Un pendule inversé sur chariot (régulation LQR)

Inverted pendulum on a cart – LQR controller

Cet article donne tous les détails techniques dont vous rêviez au sujet de ce pendule :

Fabrication / composants

Mécanique

Entrainement du chariot : moteur Pololu à CC avec réducteur 9.7:1 et encodeur rotatif 48 CPR intégré. Cet encodeur permet de connaitre précisément son angle de rotation.

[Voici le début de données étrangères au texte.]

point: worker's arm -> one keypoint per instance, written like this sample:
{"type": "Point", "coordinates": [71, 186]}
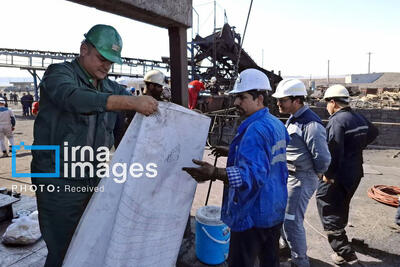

Mesure de l’angle de la barre : encodeur rotatif incrémental photoélectrique 600P (E38S6G5-600B-G24N) de 2400 impulsions / tour. La barre est fixée directement sur cet encodeur.

Un encodeur rotatif ?
Il permet de mesurer un angle de rotation. Dans mon cas, il est photoélectrique : cf. schéma ci-contre.
Pour connaitre le sens de rotation, il y a en fait 2 rangées de fentes, décalées. L’une produit un signal carré sur la sortie A de l’encodeur, l’autre sur la sortie B, déphasés.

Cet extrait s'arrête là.